Importance: 3 | # | ai, claude

Anthropic blog:

As we continue to enhance Claude's complex problem-solving abilities, we've discovered a particularly effective approach: a "think" tool that creates dedicated space for structured thinking during complex tasks.

Introduce a dummy tool called "think", and let a non-reasoning model use it for certain complex tasks, and that tends to work surprisingly well on a specific type of problems.

When to use the "think" tool

Based on these evaluation results, we've identified specific scenarios where Claude benefits most from the "think" tool:

  1. Tool output analysis. When Claude needs to carefully process the output of previous tool calls before acting and might need to backtrack in its approach;
  2. Policy-heavy environments. When Claude needs to follow detailed guidelines and verify compliance; and
  3. Sequential decision making. When each action builds on previous ones and mistakes are costly (often found in multi-step domains).

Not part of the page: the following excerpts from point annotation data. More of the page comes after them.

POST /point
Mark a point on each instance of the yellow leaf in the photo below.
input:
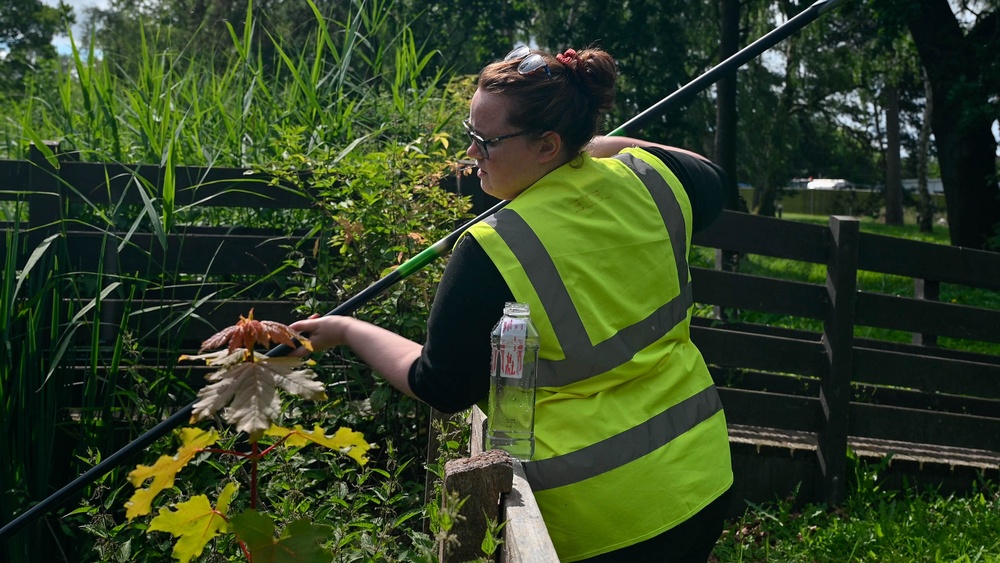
(344, 440)
(194, 522)
(164, 470)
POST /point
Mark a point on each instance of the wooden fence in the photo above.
(797, 401)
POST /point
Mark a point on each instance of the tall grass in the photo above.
(355, 78)
(358, 88)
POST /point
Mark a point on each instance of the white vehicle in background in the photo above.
(829, 184)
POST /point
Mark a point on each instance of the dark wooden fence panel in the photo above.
(830, 384)
(948, 264)
(928, 317)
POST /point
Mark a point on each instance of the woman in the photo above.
(631, 452)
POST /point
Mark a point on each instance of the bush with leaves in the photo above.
(245, 391)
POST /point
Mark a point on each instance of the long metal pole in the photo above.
(738, 59)
(417, 262)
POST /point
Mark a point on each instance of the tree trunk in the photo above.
(893, 174)
(725, 112)
(962, 117)
(925, 214)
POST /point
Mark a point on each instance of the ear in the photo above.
(549, 147)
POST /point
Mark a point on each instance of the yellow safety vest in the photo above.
(630, 436)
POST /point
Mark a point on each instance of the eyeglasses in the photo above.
(483, 144)
(531, 63)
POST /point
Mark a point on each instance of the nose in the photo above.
(473, 151)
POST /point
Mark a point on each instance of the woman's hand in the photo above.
(386, 352)
(323, 332)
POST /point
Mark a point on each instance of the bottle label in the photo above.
(512, 338)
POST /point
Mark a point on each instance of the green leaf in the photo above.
(300, 542)
(195, 522)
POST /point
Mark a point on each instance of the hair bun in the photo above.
(569, 58)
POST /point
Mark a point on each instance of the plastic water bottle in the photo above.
(511, 420)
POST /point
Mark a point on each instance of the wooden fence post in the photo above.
(929, 290)
(838, 339)
(45, 213)
(45, 202)
(478, 481)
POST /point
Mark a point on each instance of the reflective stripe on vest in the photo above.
(589, 360)
(625, 447)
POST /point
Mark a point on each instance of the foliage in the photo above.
(194, 521)
(26, 51)
(877, 523)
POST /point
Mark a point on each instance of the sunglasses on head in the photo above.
(531, 62)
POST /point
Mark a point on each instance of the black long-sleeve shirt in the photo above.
(453, 371)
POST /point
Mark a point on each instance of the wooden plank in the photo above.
(925, 427)
(753, 380)
(773, 410)
(927, 317)
(729, 348)
(759, 329)
(769, 295)
(949, 264)
(204, 254)
(929, 374)
(525, 537)
(767, 236)
(921, 400)
(917, 350)
(209, 187)
(205, 319)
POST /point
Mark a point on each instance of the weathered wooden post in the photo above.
(478, 482)
(838, 340)
(929, 290)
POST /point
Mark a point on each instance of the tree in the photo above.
(726, 116)
(963, 68)
(26, 31)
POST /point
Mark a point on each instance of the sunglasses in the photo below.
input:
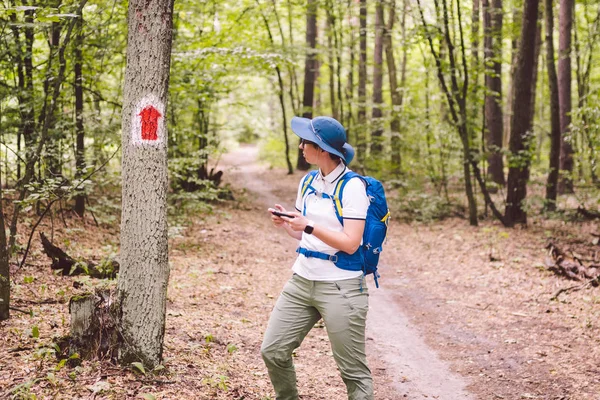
(304, 142)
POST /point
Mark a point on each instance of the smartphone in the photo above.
(280, 214)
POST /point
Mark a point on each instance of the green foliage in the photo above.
(422, 207)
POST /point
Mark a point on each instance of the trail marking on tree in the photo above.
(148, 122)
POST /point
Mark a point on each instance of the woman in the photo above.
(318, 288)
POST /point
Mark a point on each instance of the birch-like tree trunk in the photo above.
(144, 275)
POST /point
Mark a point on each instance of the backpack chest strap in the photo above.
(316, 254)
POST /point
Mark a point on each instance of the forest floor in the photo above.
(462, 313)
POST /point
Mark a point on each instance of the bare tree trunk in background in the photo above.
(53, 150)
(350, 126)
(494, 122)
(536, 61)
(331, 59)
(396, 93)
(144, 274)
(565, 18)
(584, 60)
(518, 174)
(79, 127)
(517, 16)
(361, 131)
(377, 115)
(552, 183)
(280, 93)
(309, 71)
(4, 267)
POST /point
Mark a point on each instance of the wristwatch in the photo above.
(309, 227)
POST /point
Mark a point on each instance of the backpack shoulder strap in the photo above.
(306, 184)
(307, 188)
(338, 193)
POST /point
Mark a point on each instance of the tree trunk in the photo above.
(518, 174)
(361, 140)
(53, 149)
(350, 84)
(144, 275)
(79, 128)
(377, 115)
(494, 121)
(331, 50)
(4, 266)
(309, 72)
(555, 137)
(565, 22)
(397, 98)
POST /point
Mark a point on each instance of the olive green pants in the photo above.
(301, 304)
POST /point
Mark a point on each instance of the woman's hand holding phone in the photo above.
(277, 213)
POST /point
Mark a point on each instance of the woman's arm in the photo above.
(347, 241)
(279, 222)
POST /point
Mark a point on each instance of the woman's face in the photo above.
(310, 151)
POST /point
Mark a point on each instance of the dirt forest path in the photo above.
(462, 313)
(404, 366)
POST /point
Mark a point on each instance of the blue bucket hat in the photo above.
(325, 132)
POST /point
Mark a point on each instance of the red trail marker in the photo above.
(150, 116)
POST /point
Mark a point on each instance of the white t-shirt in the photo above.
(321, 210)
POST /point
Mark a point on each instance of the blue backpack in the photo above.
(366, 257)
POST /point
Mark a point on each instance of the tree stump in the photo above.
(93, 328)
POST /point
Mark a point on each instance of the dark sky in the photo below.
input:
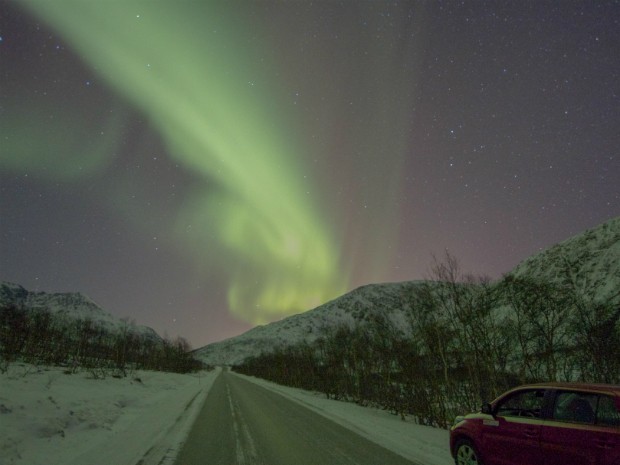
(203, 167)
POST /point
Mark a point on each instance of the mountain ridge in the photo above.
(69, 305)
(590, 259)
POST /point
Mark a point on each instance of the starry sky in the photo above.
(206, 166)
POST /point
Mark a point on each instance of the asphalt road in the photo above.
(242, 423)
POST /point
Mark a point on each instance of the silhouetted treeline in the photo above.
(464, 342)
(40, 337)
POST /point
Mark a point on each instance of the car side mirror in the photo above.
(487, 409)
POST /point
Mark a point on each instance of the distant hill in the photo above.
(590, 259)
(70, 306)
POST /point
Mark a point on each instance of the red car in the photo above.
(542, 424)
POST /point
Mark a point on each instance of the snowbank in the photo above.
(48, 417)
(420, 444)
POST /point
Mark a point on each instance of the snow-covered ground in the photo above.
(48, 418)
(421, 444)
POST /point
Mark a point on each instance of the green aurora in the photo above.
(198, 81)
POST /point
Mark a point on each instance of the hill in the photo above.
(591, 260)
(69, 307)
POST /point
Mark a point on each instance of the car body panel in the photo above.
(553, 435)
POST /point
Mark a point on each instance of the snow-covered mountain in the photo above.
(69, 306)
(388, 300)
(592, 257)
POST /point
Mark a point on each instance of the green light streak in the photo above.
(192, 73)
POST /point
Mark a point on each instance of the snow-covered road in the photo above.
(51, 418)
(242, 423)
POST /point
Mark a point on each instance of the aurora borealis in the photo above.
(207, 166)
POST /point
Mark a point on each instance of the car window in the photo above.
(522, 404)
(607, 412)
(575, 407)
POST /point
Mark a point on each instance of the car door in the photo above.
(583, 430)
(513, 436)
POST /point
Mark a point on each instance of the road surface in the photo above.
(242, 423)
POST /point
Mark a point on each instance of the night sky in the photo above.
(203, 167)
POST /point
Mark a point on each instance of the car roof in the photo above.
(592, 387)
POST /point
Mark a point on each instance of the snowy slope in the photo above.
(67, 305)
(50, 418)
(593, 258)
(388, 299)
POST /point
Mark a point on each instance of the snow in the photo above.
(48, 417)
(420, 444)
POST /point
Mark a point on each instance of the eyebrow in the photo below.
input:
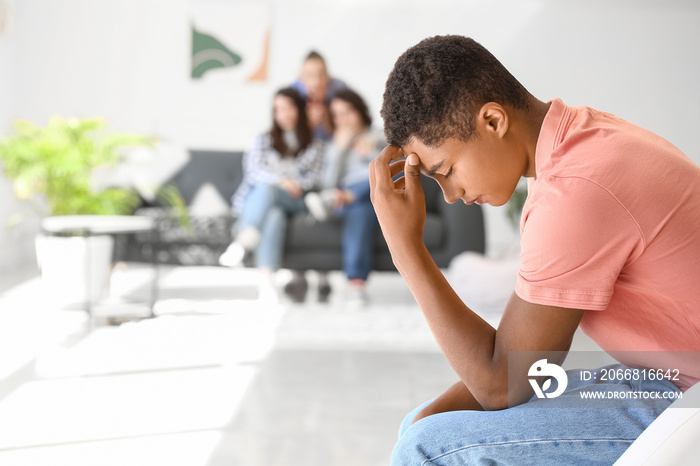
(435, 168)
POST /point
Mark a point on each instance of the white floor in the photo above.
(217, 378)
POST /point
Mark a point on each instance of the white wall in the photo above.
(128, 61)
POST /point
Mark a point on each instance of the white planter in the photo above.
(66, 272)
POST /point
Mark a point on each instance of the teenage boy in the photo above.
(610, 243)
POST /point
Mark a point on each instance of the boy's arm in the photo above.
(475, 350)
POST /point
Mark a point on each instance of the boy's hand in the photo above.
(400, 204)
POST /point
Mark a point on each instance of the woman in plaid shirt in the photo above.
(282, 165)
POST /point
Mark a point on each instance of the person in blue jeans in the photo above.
(345, 190)
(280, 167)
(601, 251)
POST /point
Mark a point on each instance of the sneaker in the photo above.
(297, 287)
(267, 292)
(324, 289)
(321, 204)
(356, 297)
(233, 256)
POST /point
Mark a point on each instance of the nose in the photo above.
(451, 195)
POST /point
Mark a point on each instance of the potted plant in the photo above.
(53, 167)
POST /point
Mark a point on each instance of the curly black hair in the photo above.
(438, 85)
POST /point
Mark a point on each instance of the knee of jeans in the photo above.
(264, 190)
(409, 449)
(275, 220)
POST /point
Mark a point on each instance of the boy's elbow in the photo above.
(494, 401)
(500, 395)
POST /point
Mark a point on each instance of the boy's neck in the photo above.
(530, 122)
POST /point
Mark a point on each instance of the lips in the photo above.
(478, 201)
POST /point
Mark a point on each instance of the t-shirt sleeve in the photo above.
(576, 239)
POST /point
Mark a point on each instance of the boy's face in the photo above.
(484, 170)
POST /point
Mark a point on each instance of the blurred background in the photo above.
(139, 65)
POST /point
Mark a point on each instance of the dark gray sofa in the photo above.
(449, 229)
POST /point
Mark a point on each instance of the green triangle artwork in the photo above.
(209, 53)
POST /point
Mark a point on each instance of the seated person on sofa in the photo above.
(281, 166)
(317, 88)
(345, 190)
(609, 243)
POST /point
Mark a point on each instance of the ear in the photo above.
(493, 119)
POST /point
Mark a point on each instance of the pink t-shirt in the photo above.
(611, 225)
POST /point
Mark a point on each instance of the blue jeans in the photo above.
(359, 224)
(551, 431)
(267, 208)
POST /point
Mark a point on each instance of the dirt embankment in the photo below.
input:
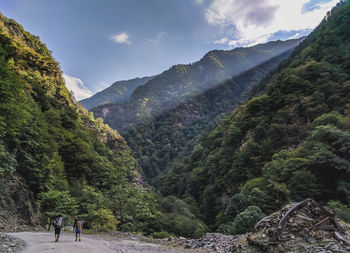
(38, 242)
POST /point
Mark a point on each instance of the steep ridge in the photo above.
(159, 141)
(51, 149)
(288, 143)
(167, 90)
(55, 158)
(118, 92)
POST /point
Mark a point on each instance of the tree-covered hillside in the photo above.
(167, 90)
(158, 141)
(55, 158)
(118, 92)
(290, 142)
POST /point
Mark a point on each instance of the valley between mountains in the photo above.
(245, 150)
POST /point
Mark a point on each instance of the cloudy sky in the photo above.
(98, 42)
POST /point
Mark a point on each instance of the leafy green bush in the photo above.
(54, 203)
(102, 220)
(245, 221)
(340, 210)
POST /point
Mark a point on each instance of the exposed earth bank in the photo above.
(37, 242)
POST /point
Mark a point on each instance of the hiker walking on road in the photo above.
(58, 223)
(78, 228)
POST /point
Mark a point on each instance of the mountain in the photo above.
(55, 158)
(118, 92)
(180, 82)
(158, 141)
(52, 151)
(288, 143)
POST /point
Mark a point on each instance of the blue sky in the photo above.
(98, 42)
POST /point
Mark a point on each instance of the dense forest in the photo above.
(118, 92)
(167, 90)
(159, 141)
(55, 158)
(288, 143)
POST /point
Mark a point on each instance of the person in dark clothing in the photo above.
(78, 228)
(58, 224)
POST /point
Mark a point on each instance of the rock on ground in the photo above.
(10, 244)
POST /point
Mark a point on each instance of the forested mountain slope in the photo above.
(48, 143)
(289, 143)
(157, 142)
(118, 92)
(55, 158)
(167, 90)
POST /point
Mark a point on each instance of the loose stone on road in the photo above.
(38, 242)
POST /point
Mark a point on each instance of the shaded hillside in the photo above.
(55, 158)
(49, 146)
(167, 90)
(157, 142)
(289, 143)
(118, 92)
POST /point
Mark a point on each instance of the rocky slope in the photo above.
(168, 89)
(118, 92)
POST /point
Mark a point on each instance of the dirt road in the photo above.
(38, 242)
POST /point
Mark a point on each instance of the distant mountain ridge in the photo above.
(118, 92)
(180, 82)
(159, 141)
(288, 143)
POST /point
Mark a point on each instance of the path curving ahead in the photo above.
(38, 242)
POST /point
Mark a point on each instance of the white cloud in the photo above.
(160, 36)
(77, 87)
(121, 38)
(226, 41)
(254, 21)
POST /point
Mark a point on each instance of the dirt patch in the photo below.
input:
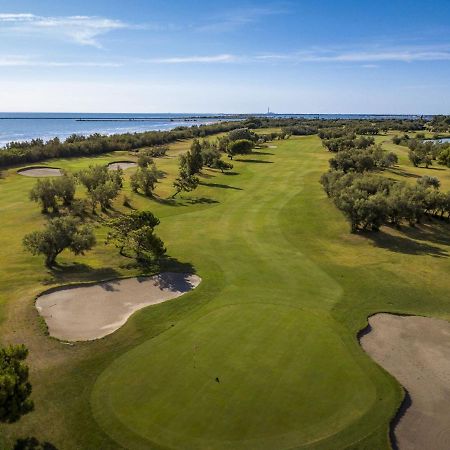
(416, 351)
(40, 172)
(84, 313)
(124, 165)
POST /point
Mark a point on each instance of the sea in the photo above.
(20, 127)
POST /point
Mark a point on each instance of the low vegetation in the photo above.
(282, 259)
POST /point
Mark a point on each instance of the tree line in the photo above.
(369, 200)
(35, 150)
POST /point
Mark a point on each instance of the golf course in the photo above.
(264, 353)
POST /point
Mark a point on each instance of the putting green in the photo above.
(243, 376)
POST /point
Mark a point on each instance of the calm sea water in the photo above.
(26, 126)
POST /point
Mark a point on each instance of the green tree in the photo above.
(144, 179)
(15, 389)
(185, 183)
(426, 181)
(195, 157)
(59, 234)
(65, 189)
(102, 185)
(239, 147)
(144, 160)
(133, 234)
(44, 192)
(242, 134)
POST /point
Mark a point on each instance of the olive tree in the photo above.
(59, 234)
(15, 389)
(133, 234)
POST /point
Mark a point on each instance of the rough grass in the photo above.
(285, 290)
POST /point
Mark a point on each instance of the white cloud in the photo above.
(225, 58)
(362, 56)
(239, 17)
(27, 61)
(84, 30)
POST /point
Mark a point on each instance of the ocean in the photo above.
(27, 126)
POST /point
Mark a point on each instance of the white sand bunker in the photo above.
(40, 172)
(85, 313)
(416, 351)
(124, 165)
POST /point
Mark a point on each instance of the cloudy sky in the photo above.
(234, 56)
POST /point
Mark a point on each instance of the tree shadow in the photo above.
(166, 201)
(78, 272)
(205, 175)
(256, 161)
(403, 244)
(222, 186)
(405, 405)
(437, 232)
(174, 281)
(31, 443)
(262, 153)
(201, 200)
(403, 173)
(171, 264)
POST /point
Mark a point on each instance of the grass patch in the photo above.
(285, 290)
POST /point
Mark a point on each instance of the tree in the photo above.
(184, 182)
(134, 235)
(44, 192)
(59, 234)
(242, 134)
(195, 157)
(212, 158)
(15, 389)
(426, 181)
(102, 185)
(65, 189)
(239, 147)
(144, 160)
(144, 179)
(222, 165)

When not to use the "think" tool

Whereas the “think” tool can offer substantial improvements, it is not applicable to all tool use use cases, and does come at the cost of increased prompt length and output tokens. Specifically, we have found the “think” tool does not offer any improvements in the following use cases:

  1. Non-sequential tool calls. If Claude only needs to make a single tool call or multiple parallel calls to complete a task, there is unlikely to be any improvements from adding in “think.”
  2. Simple instruction following. When there are not many constraints to which Claude needs to adhere, and its default behaviour is good enough, there are unlikely to be gains from additional “think”-ing.

Simon Willison describes it as a 'no-op'.